2020 non-fiction book by Vanessa Harryhausen

Ray Harryhausen: Titan of Cinema is a book by Vanessa Harryhausen. Daughter of stop motion animator Ray Harryhausen, the book was written to mark her father's centenary in 2020, examining his life and films through 100 personally selected objects from his archive.

==Author==
Vanessa Harryhausen is a trustee of the Ray and Diana Harryhausen Foundation, which cares her father's 50,000 item strong archive. Outside of the Foundation, Vanessa is a member of the Scottish Castles Association, is a keen Western horse rider, and has a strong personal interest in Scottish history and Native American culture. She has an ongoing involvement with the David Livingstone Centre in Blantyre, as a direct descendant of the explorer on her mother's side; in 2003, a statue designed by her father was unveiled at the centre.

==Overview==

The book acts as a biography of Ray Harryhausen from the perspective of his only child, who grew up amongst her father's creations and films. Having been present on the set of all of his movies from One Million Years B.C. in 1966 until Clash of the Titans in 1981, Vanessa shares her memories of being raised by such a noted filmmaker.

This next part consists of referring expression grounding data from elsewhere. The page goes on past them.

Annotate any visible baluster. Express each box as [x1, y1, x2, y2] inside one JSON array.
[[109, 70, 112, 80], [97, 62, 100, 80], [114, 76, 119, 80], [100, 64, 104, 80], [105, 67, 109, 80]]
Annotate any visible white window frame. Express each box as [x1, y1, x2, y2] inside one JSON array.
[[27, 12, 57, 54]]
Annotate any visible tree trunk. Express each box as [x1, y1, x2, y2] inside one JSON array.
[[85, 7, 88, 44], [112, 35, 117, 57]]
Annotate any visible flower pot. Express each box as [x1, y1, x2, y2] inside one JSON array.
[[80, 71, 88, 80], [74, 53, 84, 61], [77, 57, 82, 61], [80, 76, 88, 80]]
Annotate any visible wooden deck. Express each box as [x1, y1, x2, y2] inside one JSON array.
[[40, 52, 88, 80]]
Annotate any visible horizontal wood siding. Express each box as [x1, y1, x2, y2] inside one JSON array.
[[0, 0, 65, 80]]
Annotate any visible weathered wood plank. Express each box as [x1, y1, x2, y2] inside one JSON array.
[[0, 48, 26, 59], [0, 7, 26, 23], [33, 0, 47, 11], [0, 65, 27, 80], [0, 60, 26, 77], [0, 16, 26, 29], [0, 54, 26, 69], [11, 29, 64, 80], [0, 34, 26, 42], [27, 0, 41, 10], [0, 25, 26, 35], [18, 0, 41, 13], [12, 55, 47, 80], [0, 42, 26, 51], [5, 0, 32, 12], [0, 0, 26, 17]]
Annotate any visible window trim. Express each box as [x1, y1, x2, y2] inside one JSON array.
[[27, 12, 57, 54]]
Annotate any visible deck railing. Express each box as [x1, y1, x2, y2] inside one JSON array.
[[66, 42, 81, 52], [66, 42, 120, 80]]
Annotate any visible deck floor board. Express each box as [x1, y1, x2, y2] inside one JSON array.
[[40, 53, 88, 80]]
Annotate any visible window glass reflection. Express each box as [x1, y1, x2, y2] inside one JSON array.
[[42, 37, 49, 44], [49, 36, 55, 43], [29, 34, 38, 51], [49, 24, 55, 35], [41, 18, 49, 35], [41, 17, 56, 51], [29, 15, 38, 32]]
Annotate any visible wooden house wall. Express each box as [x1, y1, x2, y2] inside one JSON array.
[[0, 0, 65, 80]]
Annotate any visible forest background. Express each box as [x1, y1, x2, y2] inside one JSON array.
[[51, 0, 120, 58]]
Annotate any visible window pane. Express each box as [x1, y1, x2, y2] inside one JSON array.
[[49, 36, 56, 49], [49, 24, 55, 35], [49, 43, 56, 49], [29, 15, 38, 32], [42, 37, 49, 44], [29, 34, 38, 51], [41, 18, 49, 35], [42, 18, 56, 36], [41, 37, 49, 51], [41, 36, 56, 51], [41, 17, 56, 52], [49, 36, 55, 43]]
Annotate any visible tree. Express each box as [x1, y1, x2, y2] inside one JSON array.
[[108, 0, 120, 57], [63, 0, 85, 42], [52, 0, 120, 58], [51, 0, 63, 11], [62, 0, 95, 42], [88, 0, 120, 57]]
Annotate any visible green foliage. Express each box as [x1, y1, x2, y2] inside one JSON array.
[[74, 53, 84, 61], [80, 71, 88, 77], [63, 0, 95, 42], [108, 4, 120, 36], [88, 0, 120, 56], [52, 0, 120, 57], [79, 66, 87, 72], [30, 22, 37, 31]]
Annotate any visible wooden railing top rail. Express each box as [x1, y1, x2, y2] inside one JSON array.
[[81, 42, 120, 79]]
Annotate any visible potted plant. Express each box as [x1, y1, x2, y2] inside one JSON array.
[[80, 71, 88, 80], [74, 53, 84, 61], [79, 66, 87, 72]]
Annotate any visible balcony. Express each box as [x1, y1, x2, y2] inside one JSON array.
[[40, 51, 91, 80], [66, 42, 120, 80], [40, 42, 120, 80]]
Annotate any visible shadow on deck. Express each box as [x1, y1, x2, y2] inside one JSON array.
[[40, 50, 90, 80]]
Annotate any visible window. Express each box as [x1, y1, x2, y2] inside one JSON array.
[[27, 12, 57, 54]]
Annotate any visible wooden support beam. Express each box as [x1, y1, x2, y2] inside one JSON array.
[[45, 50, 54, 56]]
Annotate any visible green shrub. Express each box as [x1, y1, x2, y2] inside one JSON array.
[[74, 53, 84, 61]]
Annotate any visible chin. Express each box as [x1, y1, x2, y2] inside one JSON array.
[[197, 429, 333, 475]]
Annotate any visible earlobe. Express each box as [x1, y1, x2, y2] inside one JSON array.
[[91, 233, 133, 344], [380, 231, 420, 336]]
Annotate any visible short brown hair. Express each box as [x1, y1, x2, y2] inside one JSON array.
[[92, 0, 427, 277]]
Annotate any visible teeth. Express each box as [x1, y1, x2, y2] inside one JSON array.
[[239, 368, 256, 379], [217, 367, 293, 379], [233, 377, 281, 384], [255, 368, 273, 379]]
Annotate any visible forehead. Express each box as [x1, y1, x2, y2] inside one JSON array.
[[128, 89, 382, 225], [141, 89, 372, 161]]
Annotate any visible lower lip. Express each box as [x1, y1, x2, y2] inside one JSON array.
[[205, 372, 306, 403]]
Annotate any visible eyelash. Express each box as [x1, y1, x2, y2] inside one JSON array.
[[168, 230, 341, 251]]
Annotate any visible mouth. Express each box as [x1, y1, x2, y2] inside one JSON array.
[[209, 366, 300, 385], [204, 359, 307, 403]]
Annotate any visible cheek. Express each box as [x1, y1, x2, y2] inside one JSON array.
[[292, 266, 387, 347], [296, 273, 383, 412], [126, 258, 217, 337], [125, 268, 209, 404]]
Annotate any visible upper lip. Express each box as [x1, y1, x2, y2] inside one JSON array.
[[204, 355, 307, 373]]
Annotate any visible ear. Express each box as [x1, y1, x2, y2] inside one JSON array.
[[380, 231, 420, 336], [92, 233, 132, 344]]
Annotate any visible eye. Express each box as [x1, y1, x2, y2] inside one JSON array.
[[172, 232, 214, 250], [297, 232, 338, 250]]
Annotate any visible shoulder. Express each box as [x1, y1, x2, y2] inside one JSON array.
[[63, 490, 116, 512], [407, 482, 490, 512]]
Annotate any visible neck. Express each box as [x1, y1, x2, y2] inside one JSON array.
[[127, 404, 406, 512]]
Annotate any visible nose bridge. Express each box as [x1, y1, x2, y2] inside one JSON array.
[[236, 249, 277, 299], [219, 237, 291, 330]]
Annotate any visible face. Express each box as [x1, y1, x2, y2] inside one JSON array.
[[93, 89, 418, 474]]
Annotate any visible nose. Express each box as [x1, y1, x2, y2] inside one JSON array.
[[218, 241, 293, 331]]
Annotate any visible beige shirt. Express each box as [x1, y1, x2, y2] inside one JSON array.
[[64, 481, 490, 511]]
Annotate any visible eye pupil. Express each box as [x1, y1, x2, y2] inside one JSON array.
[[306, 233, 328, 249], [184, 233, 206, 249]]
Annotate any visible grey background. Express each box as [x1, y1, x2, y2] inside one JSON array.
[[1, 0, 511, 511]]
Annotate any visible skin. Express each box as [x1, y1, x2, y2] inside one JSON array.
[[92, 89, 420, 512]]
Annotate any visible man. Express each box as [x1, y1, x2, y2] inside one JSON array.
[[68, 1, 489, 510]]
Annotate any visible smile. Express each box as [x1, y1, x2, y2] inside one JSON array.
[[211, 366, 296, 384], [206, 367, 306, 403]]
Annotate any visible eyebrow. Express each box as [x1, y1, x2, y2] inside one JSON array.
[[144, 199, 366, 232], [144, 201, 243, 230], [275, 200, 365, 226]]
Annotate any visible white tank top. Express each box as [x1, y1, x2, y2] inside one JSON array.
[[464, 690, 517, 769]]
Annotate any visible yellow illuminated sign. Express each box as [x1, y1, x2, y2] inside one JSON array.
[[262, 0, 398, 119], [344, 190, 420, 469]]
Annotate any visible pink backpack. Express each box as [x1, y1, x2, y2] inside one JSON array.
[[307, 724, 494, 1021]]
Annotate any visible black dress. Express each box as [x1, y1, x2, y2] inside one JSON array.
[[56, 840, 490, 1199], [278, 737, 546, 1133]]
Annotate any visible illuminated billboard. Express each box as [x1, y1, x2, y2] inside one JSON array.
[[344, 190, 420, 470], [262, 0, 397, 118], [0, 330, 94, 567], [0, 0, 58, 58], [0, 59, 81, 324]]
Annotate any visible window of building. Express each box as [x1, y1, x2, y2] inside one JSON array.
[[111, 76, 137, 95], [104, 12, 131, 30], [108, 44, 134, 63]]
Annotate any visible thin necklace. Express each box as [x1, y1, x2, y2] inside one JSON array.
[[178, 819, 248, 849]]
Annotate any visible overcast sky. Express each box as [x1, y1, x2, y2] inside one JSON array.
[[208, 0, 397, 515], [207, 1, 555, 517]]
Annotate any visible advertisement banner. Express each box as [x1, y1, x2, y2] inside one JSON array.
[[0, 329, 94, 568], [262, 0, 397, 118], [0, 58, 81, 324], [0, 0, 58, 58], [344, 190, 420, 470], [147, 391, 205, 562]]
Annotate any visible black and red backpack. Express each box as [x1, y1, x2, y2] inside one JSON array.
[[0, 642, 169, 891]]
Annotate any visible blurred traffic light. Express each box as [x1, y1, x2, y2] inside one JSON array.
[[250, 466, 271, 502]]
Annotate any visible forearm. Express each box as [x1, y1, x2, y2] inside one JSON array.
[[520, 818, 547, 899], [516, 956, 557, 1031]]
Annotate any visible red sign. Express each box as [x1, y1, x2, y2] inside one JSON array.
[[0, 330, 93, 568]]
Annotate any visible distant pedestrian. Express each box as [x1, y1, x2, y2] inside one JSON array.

The publication contains 100 objects which relate to her father's entire life, including his first ever experiments in building models. In an interview for the BBC iPlayer feature "Culture in Quarantine", Vanessa recalls that her father was reluctant to share these early models due to their rudimentary nature. However, she felt it important to show her father's very earliest works to inspire and encourage young filmmakers.

In an interview with Robbie Collin of the Daily Telegraph, Vanessa recalled watching her father create sketches for his films at home, occasionally being asked to select doll's eyeballs for his models in progress. The book also sheds light on Harryhausen's fine art influences, as Vanessa describes the inspiration he took from 19th century artists Gustav Doré, John Martin and Joseph Gandy.

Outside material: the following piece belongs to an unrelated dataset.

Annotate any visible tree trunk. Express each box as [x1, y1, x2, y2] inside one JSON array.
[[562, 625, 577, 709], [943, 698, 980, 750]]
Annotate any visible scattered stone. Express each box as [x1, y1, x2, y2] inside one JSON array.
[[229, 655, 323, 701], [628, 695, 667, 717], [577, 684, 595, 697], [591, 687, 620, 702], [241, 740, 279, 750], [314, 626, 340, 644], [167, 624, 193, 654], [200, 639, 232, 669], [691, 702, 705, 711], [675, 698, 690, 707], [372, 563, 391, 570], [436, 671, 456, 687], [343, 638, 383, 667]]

The book contains contributions from many of her father's notable friends, including John Landis, Rick Baker, Phil Tippett, Jim Danforth, Randall William Cook and Harryhausen: The Lost Movies author John Walsh, who is a fellow trustee of the Foundation.

==Publication==
The book was published in October 2020 by National Galleries of Scotland Publishing, released in parallel with the launch of an exhibition of the same name.

==Critical reception==
Down the Tubes described the book as "an exhaustive and comprehensive tome with plenty of details and photos covering Ray's entire life and career... highly recommended". Skwigly animation magazine noted that "Vanessa's personal stories and connections give the reader a welcoming sense that behind the much coveted genius was a devoted husband and loving father as well as a much admired colleague". Sci-Fi Bulletin said that the book acted as 'a lush bestiary of Dynamation's fantastic beasts... and here's your guide book, complete with personal photos and anecdotes that are as animated as the monsters on screen'.

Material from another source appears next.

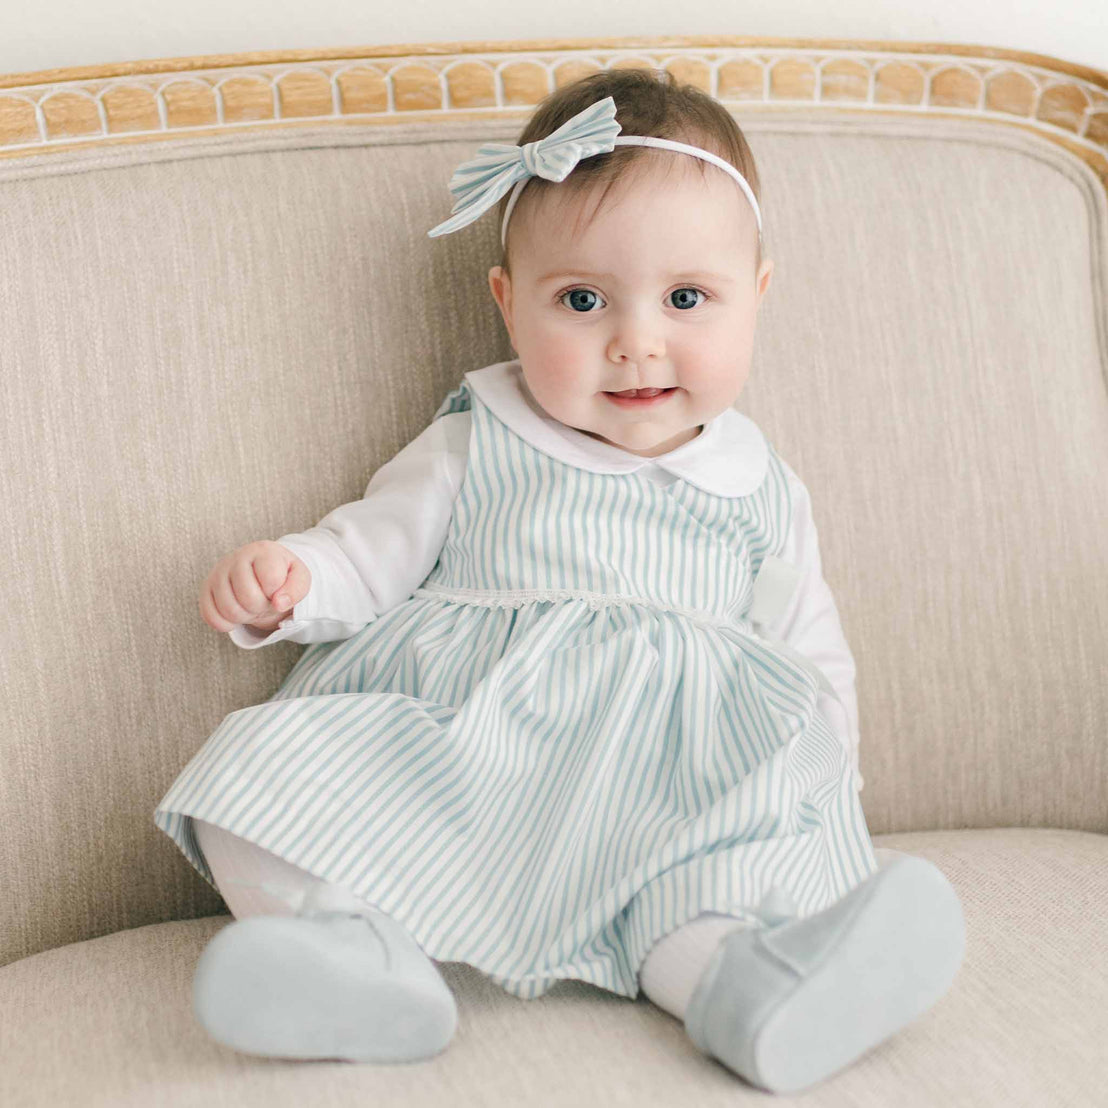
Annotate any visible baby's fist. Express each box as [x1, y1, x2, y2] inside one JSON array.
[[200, 540, 312, 633]]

The book was given a five-star review by Starburst Magazine, who stated that "...for fans of Ray's work, this is an indispensable book. For those new to stop-motion animation, or those wanting to have more of an insight into what made Ray and his creations so special, it's perfect".

The book was voted as 'Book of the Year' in the 2021 Rondo Hatton Classic Horror Awards. It was also shortlisted for the Saltire Society 'First Book of the Year' in Scotland's National Book Awards 2021.